CASATI
«Das Polieren der Teile und das Ausmalen der Pantografien? Ja, das ist sehr viel Arbeit. Feinarbeit. Feine Arbeit, um genau zu sein ...»
Als sich Pietro Casati entschloss, sich der Produktion von Rennrädern zu widmen, war er knapp 30 Jahre alt – und der Erste Weltkrieg seit gerade einmal zwei Jahren vorbei. Der 1891 geborene Casati, der kurz vor Kriegsausbruch als einer der Pioniere des Strassenradsports die lombardische Meisterschaft gewonnen hatte, wählte 1920 seine Heimatstadt Monza als Standort für seine Velomanufaktur. Und obwohl dieser unweit von Mailand gelegene Ort vielen Rennsportbegeisterten aufgrund des Autodromo Nazionale di Monza, einem der schnellsten Rundkurse für Automobil- und Motorradrennen, bekannt sein dürfte, sind es die von menschlicher Kraft bewegten Fahrmaschinen der Firma Casati, die bis heute den tadellosen Ruf eines handwerklichen Spitzenprodukts mit Strassenzulassung geniessen.

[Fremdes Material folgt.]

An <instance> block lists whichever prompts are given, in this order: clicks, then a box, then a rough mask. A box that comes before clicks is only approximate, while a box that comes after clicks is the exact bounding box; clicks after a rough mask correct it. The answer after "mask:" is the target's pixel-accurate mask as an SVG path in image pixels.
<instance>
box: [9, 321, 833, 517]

Den aus zeitlicher Sicht bisher grössten Anteil am Erfolg des Unternehmens Casati kann zweifelsohne Pietros Sohn Gianni für sich verbuchen. Geboren 1933, in jenem Jahr also, in dem Tullio Campagnolo seine Firma für Rennradkomponenten gründete, wurde Gianni Casati bereits im Alter von 12 Jahren vom Vater in die Geheimnisse des Rahmenbaus eingeweiht – und perfektionierte dieses Wissen während mehr als fünf Jahrzehnten, bis er 1997 die Leitung des Familienbetriebs in die Hände seiner beiden Söhne legte.

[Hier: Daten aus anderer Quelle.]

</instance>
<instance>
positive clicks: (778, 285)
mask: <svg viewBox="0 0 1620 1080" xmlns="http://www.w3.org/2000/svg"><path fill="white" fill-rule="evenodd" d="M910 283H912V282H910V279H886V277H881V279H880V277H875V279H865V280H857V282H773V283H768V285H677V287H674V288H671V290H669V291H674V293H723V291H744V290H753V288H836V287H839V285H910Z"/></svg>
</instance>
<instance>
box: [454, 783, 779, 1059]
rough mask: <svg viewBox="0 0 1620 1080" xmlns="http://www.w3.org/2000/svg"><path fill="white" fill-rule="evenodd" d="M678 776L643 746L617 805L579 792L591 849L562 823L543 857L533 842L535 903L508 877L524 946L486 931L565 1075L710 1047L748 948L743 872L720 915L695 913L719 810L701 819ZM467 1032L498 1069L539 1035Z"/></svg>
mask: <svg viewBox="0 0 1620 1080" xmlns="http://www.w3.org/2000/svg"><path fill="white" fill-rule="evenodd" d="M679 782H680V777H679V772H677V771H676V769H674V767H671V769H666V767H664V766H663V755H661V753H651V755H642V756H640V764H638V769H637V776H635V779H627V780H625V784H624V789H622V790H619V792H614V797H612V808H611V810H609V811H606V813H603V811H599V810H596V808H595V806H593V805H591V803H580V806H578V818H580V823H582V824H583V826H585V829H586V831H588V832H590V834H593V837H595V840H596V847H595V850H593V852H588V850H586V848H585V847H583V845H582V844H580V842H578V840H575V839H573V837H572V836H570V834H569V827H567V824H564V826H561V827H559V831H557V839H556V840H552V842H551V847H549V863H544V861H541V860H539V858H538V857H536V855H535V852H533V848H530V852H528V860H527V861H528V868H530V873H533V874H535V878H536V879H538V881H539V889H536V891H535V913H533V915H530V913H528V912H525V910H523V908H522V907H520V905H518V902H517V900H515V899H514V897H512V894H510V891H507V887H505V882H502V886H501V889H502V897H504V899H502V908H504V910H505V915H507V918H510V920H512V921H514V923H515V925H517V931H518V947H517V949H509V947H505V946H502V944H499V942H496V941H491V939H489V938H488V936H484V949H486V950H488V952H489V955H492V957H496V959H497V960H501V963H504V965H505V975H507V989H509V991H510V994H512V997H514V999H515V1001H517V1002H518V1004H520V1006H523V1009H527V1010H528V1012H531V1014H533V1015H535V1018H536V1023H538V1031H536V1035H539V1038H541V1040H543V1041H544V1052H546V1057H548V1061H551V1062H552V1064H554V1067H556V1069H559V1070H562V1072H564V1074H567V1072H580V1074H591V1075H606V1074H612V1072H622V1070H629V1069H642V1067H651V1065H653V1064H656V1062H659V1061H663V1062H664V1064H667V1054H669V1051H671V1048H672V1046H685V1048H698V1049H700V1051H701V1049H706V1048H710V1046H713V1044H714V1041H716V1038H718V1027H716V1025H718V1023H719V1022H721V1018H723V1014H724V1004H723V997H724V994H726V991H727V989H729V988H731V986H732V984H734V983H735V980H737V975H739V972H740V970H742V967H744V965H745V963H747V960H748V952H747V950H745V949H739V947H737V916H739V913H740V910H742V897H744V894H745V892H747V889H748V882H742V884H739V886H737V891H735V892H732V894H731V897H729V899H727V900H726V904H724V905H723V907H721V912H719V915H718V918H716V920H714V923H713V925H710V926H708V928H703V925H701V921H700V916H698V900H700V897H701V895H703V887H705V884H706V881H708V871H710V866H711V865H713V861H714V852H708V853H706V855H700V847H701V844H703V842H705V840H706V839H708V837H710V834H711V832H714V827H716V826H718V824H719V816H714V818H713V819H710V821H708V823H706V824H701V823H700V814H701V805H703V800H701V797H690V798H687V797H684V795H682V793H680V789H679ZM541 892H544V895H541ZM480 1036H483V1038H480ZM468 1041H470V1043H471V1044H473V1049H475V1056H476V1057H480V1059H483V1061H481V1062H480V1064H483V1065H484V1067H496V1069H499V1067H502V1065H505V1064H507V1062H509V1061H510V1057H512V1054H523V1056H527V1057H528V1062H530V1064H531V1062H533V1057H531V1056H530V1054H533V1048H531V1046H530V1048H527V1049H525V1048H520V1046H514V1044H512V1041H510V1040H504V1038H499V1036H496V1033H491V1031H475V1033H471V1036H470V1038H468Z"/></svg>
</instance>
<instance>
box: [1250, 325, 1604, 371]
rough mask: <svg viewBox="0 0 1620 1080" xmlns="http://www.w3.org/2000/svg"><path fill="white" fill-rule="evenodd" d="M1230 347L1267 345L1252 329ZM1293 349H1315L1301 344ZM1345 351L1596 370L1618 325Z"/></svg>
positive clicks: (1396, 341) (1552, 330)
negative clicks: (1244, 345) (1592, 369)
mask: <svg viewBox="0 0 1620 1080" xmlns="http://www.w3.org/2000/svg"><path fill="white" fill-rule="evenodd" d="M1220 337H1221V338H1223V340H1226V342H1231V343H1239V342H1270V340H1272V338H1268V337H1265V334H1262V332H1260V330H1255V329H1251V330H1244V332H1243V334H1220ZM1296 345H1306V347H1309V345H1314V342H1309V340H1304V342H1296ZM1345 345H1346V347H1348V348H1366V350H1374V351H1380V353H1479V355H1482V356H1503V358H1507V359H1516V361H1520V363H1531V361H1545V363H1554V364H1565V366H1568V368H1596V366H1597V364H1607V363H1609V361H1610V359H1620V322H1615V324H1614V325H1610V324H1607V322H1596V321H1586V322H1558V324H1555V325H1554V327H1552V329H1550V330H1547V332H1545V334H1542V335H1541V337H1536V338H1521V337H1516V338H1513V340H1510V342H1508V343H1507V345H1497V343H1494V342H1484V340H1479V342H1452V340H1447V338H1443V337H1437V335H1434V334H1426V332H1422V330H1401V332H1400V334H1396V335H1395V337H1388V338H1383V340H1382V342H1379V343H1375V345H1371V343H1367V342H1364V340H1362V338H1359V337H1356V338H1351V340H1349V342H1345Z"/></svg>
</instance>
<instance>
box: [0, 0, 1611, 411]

Die erfolgreiche Doppelspitze aus dem Betriebswirtschaftler Massimo und seinem auf Entwicklung und Produktion spezialisierten Bruder Luca beweist seitdem, dass bewusstes Einhalten von Werten und Tradition als Motor für kontinuierliche Qualität und Erweiterung eines Geschäftsmodells funktionieren kann: Cicli Casati produziert aktuell nicht nur den von Gianni Casati in den 1970ern entworfenen Stahlrahmen Campionissimo in nahezu unveränderter Form, sondern spielt auch mit seinen Carbonerzeugnissen und den aus Columbus XCR muffenlos gelöteten Edelstahlrahmen in der Topliga der Rennradmanufakturen.
Dass die Casatis bis heute nicht als Sponsor eines professionellen Teams auftreten, sondern stattdessen junge Talente des Amateurradsports unterstützen, hat übrigens einen triftigen Grund: Die Finanzierung eines Topteams würde das Unternehmen zwingen, günstige Importrahmen in grossen Stückzahlen unter dem Familiennamen zu vertreiben – was jedoch aus Sicht der Casati-Brüder weder mit der Tradition noch der nach wie vor gültigen Wertestruktur des Familienbetriebs vereinbar wäre. Auch in Zeiten der globalen Expansion erfolgreicher Unternehmen bleibt Cicli Casati also das, was die Firma bereits vor fast 100 Jahren war: ein kleiner Hersteller grossartiger Fahrradrahmen.
Das Casati der Staeger Collection ist ein bis ins Detail aufgearbeitetes Exponat – und eine Augenweide, denn die Pantografien des Lenkervorbaus, der Sattelstütze und der Kettenblätter ergänzen sich nach kundiger Renovierung geradezu perfekt mit dem klassischen Stahlrahmen und den Campagnolo Nuovo Record Komponenten.
Ein zweites Casati dieser Generation kann zudem im Museo del Ciclismo Madonna del Ghisallo bestaunt werden. Das im norditalienischen Magreglio in der Nähe des Comer Sees gelegene Museum befindet sich lediglich 50 Kilometer von Monza entfernt und ist ein Wallfahrtsort aktiver Radsportprofis und Velofans.